Monasterio did not play in a game in 2020 due to the cancellation of the minor league season because of the COVID-19 pandemic. He elected free agency following the season on November 2, 2020. On November 9, Monasterio re-signed with the team on a minor league contract. In 2021, Monasterio played in 107 games split between Akron and the Triple-A Columbus Clippers, hitting a cumulative .287/.371/.442 with 8 home runs, 61 RBI, and 7 stolen bases. He elected free agency following the season on November 7, 2021.

===Milwaukee Brewers===
On November 10, 2021, Monasterio signed a minor league contract with the Milwaukee Brewers organization. On August 1, 2022, while playing for the Double-A Biloxi Shuckers, Monasterio hit a walk-off grand slam to defeat the Montgomery Biscuits in 11 innings. In 110 games split between Biloxi and the Triple-A Nashville Sounds, he slashed .271/.364/.406 with 9 home runs, 44 RBI, and 15 stolen bases.

Monasterio returned to Nashville to begin the 2023 season, where he played in 42 games and hit .274/.410/.400 with 4 home runs, 19 RBI, and 11 stolen bases.

On May 27, 2023, Monasterio was selected to the 40-man roster and promoted to the major leagues for the first time after Willy Adames was placed on the concussion list. He made his MLB debut on May 28, and recorded his first career hit two days later on his 26th birthday. On June 4, Monasterio hit his first major league home run, a three–run shot off of Ben Lively of the Cincinnati Reds. Just over a month later on July 16, Monasterio came up with his first career go-ahead RBI with a single off Reds All-Star closer Alexis Diaz in the top of the 8th inning to take a 4-3 lead. He finished the season appearing in 92 games, had 282 at bats, and slashed .259/.330/.348 with three home runs and 27 RBI.

After making the Brewers' Opening Day roster and starting on Opening Day, Monasterio was optioned to Triple-A Nashville after playing just four games over the first two weeks of the 2024 season. He was brought back up on April 19 but was again optioned on April 22 without seeing a plate appearance. In 59 appearances for Milwaukee, Monasterio slashed .208/.303/.272 with one home run, 16 RBI, and six stolen bases.

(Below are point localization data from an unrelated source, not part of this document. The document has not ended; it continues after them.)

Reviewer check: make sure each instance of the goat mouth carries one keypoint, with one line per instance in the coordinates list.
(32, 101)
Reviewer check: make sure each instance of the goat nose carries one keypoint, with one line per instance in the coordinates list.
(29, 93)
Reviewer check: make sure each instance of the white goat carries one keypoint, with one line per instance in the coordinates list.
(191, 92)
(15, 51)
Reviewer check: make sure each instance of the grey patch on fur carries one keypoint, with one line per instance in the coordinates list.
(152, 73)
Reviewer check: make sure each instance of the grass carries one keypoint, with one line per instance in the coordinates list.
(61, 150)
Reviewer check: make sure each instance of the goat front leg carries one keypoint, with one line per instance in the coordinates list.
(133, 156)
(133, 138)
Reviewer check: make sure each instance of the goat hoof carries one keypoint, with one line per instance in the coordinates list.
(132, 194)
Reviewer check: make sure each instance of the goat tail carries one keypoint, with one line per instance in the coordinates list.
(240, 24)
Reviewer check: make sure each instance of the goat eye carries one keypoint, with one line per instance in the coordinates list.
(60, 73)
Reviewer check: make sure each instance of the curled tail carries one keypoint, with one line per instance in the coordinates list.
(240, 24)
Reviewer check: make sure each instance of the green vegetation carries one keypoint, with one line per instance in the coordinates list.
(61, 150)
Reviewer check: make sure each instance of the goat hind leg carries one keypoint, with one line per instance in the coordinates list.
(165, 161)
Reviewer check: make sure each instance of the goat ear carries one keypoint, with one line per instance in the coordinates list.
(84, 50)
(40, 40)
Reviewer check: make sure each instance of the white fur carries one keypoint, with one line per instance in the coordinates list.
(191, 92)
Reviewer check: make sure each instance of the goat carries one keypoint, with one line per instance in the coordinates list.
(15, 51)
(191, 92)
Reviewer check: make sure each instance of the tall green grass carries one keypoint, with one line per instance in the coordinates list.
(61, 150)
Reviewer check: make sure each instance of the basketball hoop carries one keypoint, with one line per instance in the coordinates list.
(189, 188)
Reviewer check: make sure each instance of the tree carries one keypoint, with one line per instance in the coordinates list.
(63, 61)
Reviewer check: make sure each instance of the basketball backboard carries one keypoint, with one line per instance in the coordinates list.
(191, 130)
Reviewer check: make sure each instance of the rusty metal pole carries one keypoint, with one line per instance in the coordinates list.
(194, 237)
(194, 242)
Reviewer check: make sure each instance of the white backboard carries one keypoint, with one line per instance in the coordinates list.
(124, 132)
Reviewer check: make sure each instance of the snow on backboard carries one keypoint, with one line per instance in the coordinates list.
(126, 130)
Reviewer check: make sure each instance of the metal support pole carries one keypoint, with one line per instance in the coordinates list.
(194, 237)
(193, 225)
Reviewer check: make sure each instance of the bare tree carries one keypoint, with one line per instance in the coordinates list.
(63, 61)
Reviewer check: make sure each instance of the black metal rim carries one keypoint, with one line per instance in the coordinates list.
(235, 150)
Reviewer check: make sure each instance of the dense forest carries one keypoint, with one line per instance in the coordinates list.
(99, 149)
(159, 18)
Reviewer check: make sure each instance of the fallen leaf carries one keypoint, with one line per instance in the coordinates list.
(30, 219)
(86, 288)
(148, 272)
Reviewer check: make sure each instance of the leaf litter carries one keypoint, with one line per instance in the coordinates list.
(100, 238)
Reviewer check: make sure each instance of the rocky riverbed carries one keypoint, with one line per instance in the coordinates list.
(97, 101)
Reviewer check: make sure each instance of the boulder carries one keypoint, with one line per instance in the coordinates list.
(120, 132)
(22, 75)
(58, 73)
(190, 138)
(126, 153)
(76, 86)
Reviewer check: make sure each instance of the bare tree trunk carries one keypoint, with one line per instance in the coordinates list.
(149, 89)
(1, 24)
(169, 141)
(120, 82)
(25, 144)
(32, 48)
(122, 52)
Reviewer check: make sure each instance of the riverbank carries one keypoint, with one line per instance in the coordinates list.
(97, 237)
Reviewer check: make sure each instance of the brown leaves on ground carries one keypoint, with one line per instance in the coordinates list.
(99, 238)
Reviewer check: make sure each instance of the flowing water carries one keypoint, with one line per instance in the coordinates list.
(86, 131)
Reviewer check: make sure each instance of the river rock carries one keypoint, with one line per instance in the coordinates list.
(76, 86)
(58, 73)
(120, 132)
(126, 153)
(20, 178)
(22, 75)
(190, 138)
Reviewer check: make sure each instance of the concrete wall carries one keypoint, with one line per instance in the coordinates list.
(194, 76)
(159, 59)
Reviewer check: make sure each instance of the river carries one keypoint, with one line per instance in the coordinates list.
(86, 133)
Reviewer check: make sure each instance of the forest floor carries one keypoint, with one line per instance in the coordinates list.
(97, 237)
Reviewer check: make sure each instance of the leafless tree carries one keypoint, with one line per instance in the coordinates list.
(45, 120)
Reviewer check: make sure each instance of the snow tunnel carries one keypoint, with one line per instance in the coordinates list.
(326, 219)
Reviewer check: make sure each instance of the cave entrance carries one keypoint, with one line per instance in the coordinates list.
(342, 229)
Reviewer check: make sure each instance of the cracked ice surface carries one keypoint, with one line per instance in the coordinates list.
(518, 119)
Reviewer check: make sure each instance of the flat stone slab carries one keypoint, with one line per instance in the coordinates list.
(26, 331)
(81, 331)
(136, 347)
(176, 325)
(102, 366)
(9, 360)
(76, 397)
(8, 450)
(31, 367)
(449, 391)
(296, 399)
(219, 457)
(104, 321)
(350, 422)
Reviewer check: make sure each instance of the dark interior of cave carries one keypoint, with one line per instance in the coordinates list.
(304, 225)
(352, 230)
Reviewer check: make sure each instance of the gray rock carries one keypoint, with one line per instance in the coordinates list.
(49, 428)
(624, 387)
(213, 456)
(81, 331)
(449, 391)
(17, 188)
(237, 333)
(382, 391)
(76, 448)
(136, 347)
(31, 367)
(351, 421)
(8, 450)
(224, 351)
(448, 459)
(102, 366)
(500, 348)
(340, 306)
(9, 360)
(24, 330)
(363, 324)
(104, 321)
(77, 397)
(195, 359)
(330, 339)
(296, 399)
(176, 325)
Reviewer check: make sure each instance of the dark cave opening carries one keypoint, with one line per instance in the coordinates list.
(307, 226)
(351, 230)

Monasterio was optioned to Triple-A Nashville to begin the 2025 season. He was called up to Brewers on May 9. On July 12, he scored the winning walk-off run of a 6-5 comeback victory over the Washington Nationals amid a mid-season seven-game winning streak for the Brewers. Monasterio made 68 appearances for Milwaukee during the regular season, batting .270/.319/.437 with four home runs, 16 RBI, and two stolen bases.

===Boston Red Sox===
On February 9, 2026, the Brewers traded Monasterio, Caleb Durbin, Anthony Seigler, and a compensation round draft pick in the 2026 MLB draft to the Boston Red Sox in exchange for Kyle Harrison, David Hamilton, and Shane Drohan. On April 25, Monasterio hit his first career grand slam off of Baltimore Orioles pitcher Keegan Akin in a 17-1 win.